What do the links from the main page look like? Do they contain a user ID? If so, that could be the problem. It kept Google from moving through one of my sites (uses coldfusion) until the user ID was removed from the URL.

max363

6:22 am on Aug 30, 2002 (gmt 0)

all my links look like this: <a href="example.php">link</a>

max363

8:08 pm on Aug 30, 2002 (gmt 0)

looking through my logs, it looks like googlebot came this morning and actually went through some of my pages :)

Most of my pages have includes (example: <?php include ("menu.html"); ?>, would this have any affect to search engine crawlers?

SebastianX

10:59 pm on Aug 30, 2002 (gmt 0)

> Most of my pages have includes (example: <?php include ("menu.html"); ?>, would this have any affect to search engine crawlers?
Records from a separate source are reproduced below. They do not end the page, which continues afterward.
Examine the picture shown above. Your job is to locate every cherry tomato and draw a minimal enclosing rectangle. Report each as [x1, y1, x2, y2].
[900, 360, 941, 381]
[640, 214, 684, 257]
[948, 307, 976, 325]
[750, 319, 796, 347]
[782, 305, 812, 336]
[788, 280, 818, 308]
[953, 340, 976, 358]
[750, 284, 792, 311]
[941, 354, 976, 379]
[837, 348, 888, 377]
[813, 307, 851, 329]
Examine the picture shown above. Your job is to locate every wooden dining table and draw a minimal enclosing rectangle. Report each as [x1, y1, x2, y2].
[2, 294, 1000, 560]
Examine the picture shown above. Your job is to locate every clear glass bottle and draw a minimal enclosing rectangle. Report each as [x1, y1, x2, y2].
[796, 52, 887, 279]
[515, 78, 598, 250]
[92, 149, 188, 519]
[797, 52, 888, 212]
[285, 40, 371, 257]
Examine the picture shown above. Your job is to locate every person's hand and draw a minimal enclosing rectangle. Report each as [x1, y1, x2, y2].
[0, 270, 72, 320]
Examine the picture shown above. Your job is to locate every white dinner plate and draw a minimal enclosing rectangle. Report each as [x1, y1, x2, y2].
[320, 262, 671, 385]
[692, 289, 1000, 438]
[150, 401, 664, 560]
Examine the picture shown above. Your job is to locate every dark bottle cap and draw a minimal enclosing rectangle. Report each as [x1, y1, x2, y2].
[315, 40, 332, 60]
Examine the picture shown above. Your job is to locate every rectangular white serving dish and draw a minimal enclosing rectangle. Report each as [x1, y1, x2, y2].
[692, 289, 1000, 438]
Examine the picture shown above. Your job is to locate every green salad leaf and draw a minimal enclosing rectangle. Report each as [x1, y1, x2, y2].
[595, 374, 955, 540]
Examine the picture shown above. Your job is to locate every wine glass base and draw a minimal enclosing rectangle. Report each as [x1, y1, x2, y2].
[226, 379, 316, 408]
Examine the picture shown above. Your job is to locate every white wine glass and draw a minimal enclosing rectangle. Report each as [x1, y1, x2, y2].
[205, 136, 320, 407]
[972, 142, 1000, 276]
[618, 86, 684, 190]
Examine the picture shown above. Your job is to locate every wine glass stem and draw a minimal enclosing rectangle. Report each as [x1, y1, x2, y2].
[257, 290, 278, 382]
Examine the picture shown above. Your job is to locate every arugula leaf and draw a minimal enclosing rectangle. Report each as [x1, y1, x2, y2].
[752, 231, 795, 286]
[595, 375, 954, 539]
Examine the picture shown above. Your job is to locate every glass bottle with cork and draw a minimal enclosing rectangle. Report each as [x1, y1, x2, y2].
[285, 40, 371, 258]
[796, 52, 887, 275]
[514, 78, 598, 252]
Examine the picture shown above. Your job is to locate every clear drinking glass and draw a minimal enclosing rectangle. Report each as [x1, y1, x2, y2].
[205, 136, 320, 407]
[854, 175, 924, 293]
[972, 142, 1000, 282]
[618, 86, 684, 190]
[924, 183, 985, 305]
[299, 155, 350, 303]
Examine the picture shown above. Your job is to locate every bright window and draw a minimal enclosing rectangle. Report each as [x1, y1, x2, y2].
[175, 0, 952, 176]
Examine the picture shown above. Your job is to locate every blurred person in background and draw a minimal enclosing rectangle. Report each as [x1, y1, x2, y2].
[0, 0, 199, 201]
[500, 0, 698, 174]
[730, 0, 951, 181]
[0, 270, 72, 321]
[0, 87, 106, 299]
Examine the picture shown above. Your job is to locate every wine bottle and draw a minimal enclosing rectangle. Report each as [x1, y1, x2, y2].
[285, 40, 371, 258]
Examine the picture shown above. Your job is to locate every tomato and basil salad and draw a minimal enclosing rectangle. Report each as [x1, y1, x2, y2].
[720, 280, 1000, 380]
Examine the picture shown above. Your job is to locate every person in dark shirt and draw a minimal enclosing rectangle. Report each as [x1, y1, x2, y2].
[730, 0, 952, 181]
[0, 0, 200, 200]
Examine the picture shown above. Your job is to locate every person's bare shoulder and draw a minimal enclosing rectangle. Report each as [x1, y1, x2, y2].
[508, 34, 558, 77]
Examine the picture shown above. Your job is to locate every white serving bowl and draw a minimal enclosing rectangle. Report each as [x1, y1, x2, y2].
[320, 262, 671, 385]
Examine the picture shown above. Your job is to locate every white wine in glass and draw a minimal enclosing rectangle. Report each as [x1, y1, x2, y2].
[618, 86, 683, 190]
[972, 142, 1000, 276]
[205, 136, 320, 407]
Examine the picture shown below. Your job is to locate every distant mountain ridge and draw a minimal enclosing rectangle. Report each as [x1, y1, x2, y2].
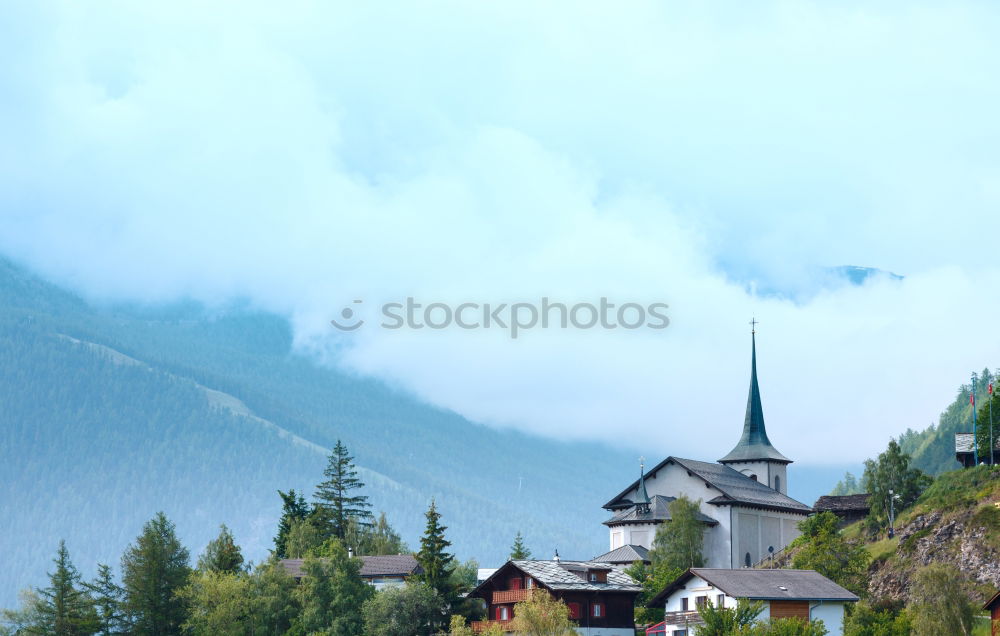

No. The server will deliver the same content to the spider and the browser (when you don't cloak).

If you worry you can add this line to your root's .htaccess file
AddType application/x-httpd-php .htm
and *.htm files will be parsed for PHP. Just use *.htm instead of *.php.

colemanator

12:36 am on Sep 1, 2002 (gmt 0)

I had a similar problem about 2 weeks ago, visited the forum, made many adjustments and now I am being crawled just fine. I did add a robots.txt, not sure if it made a difference. I did notice that URLs with an undefined argument seemed to stump the spider.

EX: widgets.com/widgets.asp?type=&

They didnt like to go any further than that. Changed them to following:

EX: widgets.com/widgets.asp?type=black

Does anyone know if the size of a file prevents a crawl?

bcc1234

4:08 am on Sep 1, 2002 (gmt 0)

Check your links with something like xenu, cause I just published a site 3 days ago and it only has 2 links from other sites with pr 2 or 3.
And I already had about 300 pages crawled.

The domain is new, there is no robots.txt file.
I did not submit the site to google, just let it re-spider the pages with links and find the new site.